Cupping Skills Exam
Time: 4 Tests, 60 Minutes each
Passing Score: 80% (86 Points)
The core of the Q Grader course is its four cupping flights. Each flight includes six coffee samples and one reference set for discussion and calibration before exam time begins. These include tables of:
- Central American coffees
- Asia/Pacific & Indonesian flight
- East African and one of
- all dry natural processed coffees.
The origins shown above are in no particular order. Courses conducted in coffee-growing countries substitute one of the standard flights for a domestic flight.
- Be familiar with SCA’s cupping protocols.
- Before taking your Q course exam, have some experience cupping coffees from all major world origin groups.
- Be able to identify and grade cup characteristics and record your findings correctly on the SCA Cupping form.
Team up with other experienced cuppers and hold tastings regularly — if this is not already a part of your daily job or routine. The goal is to become familiar with the various characteristics of different origins. This is particularly important for cuppers who work in a coffee-growing region. Those living in coffee-growing areas rarely can taste coffee from elsewhere.
At the end of each flight, scoresheets are entered into a spreadsheet. The spreadsheet applies proprietary mathematical formulas to calculate your performance. Coffee sensory characteristics are graded on a scale of 6-10 for each attribute (fragrance/aroma, flavor, aftertaste, acidity, etc.) in quarter-point increments, leading to a unique total point score.
Although one coffee sample may be evaluated as having all characteristics graded at the same, e.g., “7.0” score, it is not frequent.
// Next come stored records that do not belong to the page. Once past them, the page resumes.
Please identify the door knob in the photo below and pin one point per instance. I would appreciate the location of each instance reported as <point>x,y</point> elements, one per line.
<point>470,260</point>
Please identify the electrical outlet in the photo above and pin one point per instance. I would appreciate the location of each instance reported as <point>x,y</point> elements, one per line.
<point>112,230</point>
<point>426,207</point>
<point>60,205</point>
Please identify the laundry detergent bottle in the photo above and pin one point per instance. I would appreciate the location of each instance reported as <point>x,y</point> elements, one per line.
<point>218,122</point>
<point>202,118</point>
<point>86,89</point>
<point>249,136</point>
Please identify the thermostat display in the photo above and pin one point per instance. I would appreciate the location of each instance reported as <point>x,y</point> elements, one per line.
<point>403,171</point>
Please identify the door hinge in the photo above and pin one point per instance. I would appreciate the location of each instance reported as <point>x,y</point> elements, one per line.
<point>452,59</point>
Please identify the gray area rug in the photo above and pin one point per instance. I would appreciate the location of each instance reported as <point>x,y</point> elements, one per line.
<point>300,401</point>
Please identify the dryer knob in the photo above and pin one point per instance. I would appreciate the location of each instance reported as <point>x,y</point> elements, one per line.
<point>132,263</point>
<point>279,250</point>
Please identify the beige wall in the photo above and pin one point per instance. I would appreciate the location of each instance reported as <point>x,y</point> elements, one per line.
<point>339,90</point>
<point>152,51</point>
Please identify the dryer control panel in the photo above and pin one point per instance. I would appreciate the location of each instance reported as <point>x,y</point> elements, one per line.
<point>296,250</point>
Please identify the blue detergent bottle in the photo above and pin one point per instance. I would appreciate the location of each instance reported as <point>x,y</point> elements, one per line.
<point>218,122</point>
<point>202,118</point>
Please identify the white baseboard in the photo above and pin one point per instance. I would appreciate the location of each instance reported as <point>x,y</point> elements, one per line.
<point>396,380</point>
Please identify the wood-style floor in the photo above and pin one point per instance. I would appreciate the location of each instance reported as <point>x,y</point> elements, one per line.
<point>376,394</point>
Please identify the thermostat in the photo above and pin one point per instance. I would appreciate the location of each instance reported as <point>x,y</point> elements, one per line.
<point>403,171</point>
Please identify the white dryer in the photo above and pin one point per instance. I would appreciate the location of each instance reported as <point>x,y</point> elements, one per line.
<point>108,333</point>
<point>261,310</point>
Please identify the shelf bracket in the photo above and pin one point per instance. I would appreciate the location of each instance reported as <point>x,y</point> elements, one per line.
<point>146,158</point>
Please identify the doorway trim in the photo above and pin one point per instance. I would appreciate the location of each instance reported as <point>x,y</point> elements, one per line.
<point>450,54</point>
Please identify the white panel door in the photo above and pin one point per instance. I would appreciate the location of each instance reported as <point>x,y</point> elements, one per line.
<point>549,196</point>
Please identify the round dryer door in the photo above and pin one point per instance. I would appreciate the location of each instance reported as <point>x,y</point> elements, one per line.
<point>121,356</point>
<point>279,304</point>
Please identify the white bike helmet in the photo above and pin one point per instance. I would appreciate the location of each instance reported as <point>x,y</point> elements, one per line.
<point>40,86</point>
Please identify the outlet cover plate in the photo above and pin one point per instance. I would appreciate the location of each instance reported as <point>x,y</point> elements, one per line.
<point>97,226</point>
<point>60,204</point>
Cuppers who rate all characteristics as being equal are generally unsure of their performance or otherwise aim for the statistical middle in a group of cuppers. Cuppers scoring coffees this way will fail and be asked to retake the exam. The same is true of those who cannot correctly complete a scoresheet and those who fall too far out of calibration.
Calibrate with fellow cuppers and instructors and avoid lazy or safe harbor cupping. Experienced cuppers with exposure to many coffee origins and familiar with the SCA form should pass with ease.